We spotted a version of cookies on a stick recently at our school festival, and ever since then, my kids have been asking to make them. Since Halloween is coming up this week, I better get going. This sounds like a good bit of cooking to do on Friday after school. I bet all of the neighborhood kids will want to join in as well.
An easy way to make cookie pops is to use a basic sugar cookie dough. Sugar cookie dough is easy to cut into fun shapes and easy to decorate. Plus, the dough will accept a lollipop stick pretty easily.

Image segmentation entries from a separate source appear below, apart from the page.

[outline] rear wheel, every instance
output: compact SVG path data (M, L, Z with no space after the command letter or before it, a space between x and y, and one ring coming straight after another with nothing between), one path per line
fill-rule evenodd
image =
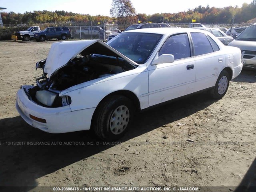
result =
M62 35L60 38L62 40L66 40L66 39L67 38L67 36L65 35Z
M23 39L25 41L29 41L30 40L30 37L29 35L25 35L23 37Z
M230 77L228 72L223 70L221 72L215 84L214 88L211 92L214 99L221 99L226 94L228 88Z
M132 123L135 111L131 101L124 96L116 95L100 105L94 117L94 132L103 140L120 139Z

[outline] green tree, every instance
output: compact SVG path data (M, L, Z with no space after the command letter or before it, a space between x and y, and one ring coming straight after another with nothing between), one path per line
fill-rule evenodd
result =
M110 13L112 17L118 18L120 24L125 25L131 24L137 18L130 0L112 0Z

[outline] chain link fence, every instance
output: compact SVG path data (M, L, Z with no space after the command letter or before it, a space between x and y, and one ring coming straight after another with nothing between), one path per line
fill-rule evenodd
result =
M187 28L192 27L192 24L190 23L168 23L172 27L182 27ZM234 32L240 33L246 28L252 24L202 24L206 27L218 28L229 35L232 35ZM193 23L193 27L198 27L199 24ZM8 30L11 34L18 31L20 29L28 28L31 26L39 26L41 30L49 27L68 27L70 30L73 37L77 39L101 39L105 40L110 35L118 33L120 27L123 29L122 26L120 26L117 20L106 20L101 21L87 22L73 22L57 23L40 23L28 24L20 24L16 25L4 25L3 30ZM23 29L24 30L24 29ZM1 35L1 34L0 34ZM10 35L10 34L9 34Z

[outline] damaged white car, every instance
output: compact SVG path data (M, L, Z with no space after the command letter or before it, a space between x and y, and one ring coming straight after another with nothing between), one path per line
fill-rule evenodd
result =
M92 128L103 140L118 139L142 110L202 90L221 98L242 67L239 48L199 30L136 30L107 44L53 43L36 64L43 70L37 85L17 93L22 118L50 133Z

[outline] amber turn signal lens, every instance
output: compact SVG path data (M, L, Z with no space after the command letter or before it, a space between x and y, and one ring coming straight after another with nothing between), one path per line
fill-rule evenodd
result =
M34 120L36 120L36 121L41 122L41 123L46 123L46 120L44 119L41 119L38 117L35 117L30 114L29 114L29 116L30 117L30 118L34 119Z

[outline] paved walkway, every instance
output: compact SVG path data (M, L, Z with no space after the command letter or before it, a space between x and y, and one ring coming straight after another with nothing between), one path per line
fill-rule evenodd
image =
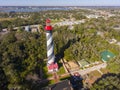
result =
M106 68L107 64L106 63L102 63L102 64L99 64L99 65L96 65L96 66L93 66L93 67L90 67L90 68L87 68L87 69L84 69L84 70L77 70L77 71L73 71L73 72L70 72L71 74L75 73L75 72L79 72L82 76L87 74L87 73L90 73L92 71L95 71L95 70L100 70L101 68Z

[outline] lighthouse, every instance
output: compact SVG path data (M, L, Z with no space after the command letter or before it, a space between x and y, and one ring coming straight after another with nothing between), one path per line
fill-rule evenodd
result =
M46 39L47 39L47 67L48 72L55 72L58 70L58 64L55 61L55 55L54 55L54 44L53 44L53 37L52 37L52 26L51 21L49 19L46 20Z

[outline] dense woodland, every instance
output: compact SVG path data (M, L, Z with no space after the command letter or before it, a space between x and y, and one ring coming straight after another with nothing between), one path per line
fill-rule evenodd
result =
M0 21L0 28L28 24L41 24L44 26L46 17L56 21L60 21L60 18L70 19L70 15L76 20L86 18L82 16L81 12L49 11L48 13L30 13L30 17L26 19L18 18L17 16L20 13L11 14L14 19ZM82 13L88 13L88 11L83 10ZM9 16L4 14L2 14L4 18ZM93 84L92 90L119 89L120 46L110 44L107 41L112 38L120 41L120 31L115 31L112 28L112 26L120 23L118 19L120 17L89 19L83 24L74 25L72 30L68 26L54 27L53 39L56 58L65 58L67 61L84 59L91 63L100 61L100 53L104 50L109 50L116 55L114 59L107 62L109 72L114 73L114 75L107 75L105 78L101 77L100 80ZM103 35L98 35L98 31L102 32ZM33 87L37 87L30 76L36 75L39 79L47 78L44 77L46 75L44 70L46 62L44 59L46 58L44 30L41 33L31 33L12 31L11 29L9 33L0 36L0 89L32 90ZM113 80L115 82L112 82Z

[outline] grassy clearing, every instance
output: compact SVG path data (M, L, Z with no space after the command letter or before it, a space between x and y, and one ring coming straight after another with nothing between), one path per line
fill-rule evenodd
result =
M15 18L0 18L0 22L1 21L10 21L10 20L15 20Z

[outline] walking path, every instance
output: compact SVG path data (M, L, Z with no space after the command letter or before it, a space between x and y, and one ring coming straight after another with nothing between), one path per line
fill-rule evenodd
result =
M77 71L73 71L73 72L70 72L71 74L75 73L75 72L79 72L82 76L87 74L87 73L90 73L92 71L95 71L95 70L100 70L101 68L106 68L107 66L107 63L102 63L102 64L99 64L99 65L96 65L96 66L93 66L93 67L90 67L90 68L87 68L87 69L84 69L84 70L77 70Z

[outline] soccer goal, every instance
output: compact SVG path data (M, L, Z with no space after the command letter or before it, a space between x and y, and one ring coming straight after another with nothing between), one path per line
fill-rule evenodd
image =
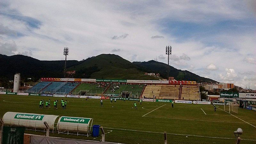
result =
M230 111L238 113L238 106L236 102L225 101L224 110L230 113ZM226 105L227 104L227 105Z

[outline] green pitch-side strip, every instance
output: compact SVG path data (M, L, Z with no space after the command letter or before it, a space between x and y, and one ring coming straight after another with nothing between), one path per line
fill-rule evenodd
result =
M60 121L61 122L88 124L90 120L91 119L90 118L74 118L63 116L61 117Z
M43 115L17 114L14 116L14 118L41 121L44 116Z

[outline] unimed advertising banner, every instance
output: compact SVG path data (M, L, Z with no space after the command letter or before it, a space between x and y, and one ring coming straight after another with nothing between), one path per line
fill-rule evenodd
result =
M80 97L80 96L76 95L67 95L67 97L68 97L68 98L79 98Z
M189 100L175 100L175 103L192 103L192 101Z
M66 97L66 95L64 94L54 94L54 97Z
M101 97L93 96L86 96L84 95L81 95L80 96L80 98L86 98L87 97L88 99L100 99Z
M143 80L127 80L127 83L142 83L149 84L169 84L168 81L155 81Z
M239 97L239 93L221 92L220 93L220 96L225 98L238 98Z
M142 101L156 101L156 100L153 100L153 99L142 99Z
M207 105L210 105L211 101L193 101L193 103L194 104L204 104Z
M18 95L28 95L28 93L21 93L18 92L17 93L17 94Z

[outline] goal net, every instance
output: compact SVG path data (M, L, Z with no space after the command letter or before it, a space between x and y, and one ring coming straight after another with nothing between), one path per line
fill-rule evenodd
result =
M224 110L230 113L231 111L238 113L238 106L236 102L225 101Z

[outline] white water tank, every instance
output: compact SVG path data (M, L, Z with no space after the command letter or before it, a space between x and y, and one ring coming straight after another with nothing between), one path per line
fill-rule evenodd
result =
M18 92L19 88L20 87L20 74L16 73L14 76L14 81L13 81L13 92Z

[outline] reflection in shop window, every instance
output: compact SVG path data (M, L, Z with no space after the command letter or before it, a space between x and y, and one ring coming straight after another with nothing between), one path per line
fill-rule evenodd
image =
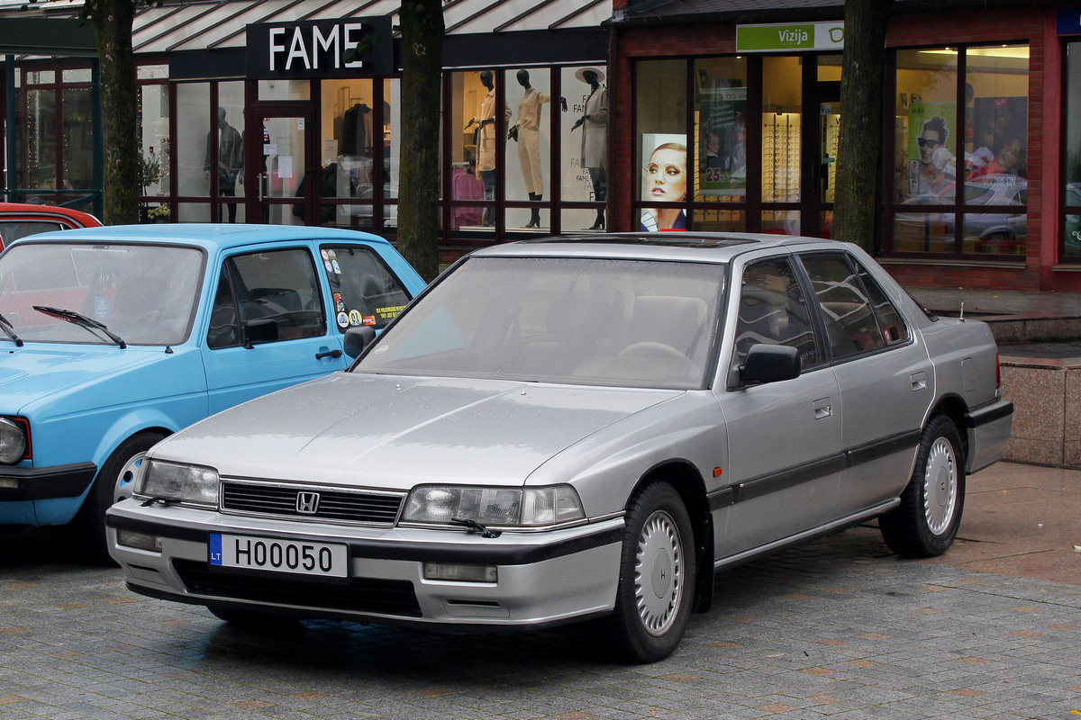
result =
M698 93L695 199L743 202L747 198L747 60L713 57L696 60L694 69Z
M1028 63L1027 45L897 53L894 199L927 209L897 208L895 250L1025 255Z

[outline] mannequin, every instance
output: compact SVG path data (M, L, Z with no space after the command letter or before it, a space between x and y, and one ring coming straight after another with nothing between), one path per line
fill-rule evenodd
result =
M477 172L484 182L484 200L495 198L495 76L491 70L482 70L480 83L488 87L488 95L480 106L480 119L471 119L466 123L468 130L475 123L477 131ZM510 108L503 106L504 122L510 120ZM482 225L490 227L495 223L495 212L492 207L484 208Z
M525 95L518 104L518 122L507 132L507 137L518 141L518 161L522 166L522 178L530 200L544 199L544 178L540 168L540 106L551 103L551 97L530 84L530 71L518 71L518 84L525 89ZM566 99L559 98L566 112ZM526 228L540 227L540 208L530 210Z
M604 73L596 68L582 68L574 77L589 85L586 112L571 130L582 127L582 166L589 171L593 199L603 202L608 194L608 91L601 85ZM589 230L604 229L604 210L597 210L597 221Z

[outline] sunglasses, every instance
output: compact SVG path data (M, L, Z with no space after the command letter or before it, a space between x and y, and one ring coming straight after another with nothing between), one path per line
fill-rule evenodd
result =
M659 173L664 172L666 178L675 180L683 174L683 168L679 165L658 165L656 163L649 163L642 169L645 172L646 177L650 178L654 178Z

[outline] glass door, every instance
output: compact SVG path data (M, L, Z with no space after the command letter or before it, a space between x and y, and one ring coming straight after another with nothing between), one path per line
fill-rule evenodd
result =
M313 133L311 110L289 108L256 109L248 114L249 181L256 192L249 194L249 217L267 225L317 225L316 182L312 181Z

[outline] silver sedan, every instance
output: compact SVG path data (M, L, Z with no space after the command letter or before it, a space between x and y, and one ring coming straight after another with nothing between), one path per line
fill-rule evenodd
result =
M654 662L725 568L872 517L944 553L1013 413L986 325L814 239L501 245L346 345L150 450L108 514L131 589L237 623L589 621Z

The best or most impressive cookie pops are larger in size, so make sure that you use a good sized cookie cutter. I like to do pumpkins, because the nice round shape makes them balanced and easy to eat, but you can use any other shapes you like, such as ghosts, bats, cats, witch hats, etc.
Basic Sugar Cookie Pops
(Makes about three to six dozen, depending on the size of your cookie cutters)
Ingredients:
3 3/4 cups of all purpose flour
1 1/2 teaspoons baking powder
1 teaspoon salt
1 cup butter
1 1/2 cups sugar
2 teaspoons vanilla
2 eggs
Lollipop sticks
Parchment paper
Directions:
Preheat oven to 375 degrees.
Sift the flour with the baking powder and salt in a large bowl.
In a separate bowl, cream together the butter, sugar and vanilla, and then add the eggs, one at a time.
Slowly mix the dry ingredients into the wet ingredients just until they are blended together forming the dough. Wrap the dough in wax paper and refrigerate it for at least one hour to make it easier to roll and cut.
Separate the dough into quarter sections, and roll and cut one section at a time on a floured surface, using your cookie cutters. Place a lollipop stick into each cookie and then flip the cookies over onto cookie sheets lined with parchment paper.
You can lightly brush the cookies with milk and then sprinkle with colored sugar before baking or decorate them after baking with icing.
Bake in the oven for about eight minutes or until the cookie pops are very light golden brown.
* The basic sugar cookie dough recipe is adapted from the New Doubleday Cookbook by Jean Anderson and Elaine Hanna, Doubleday, 1975.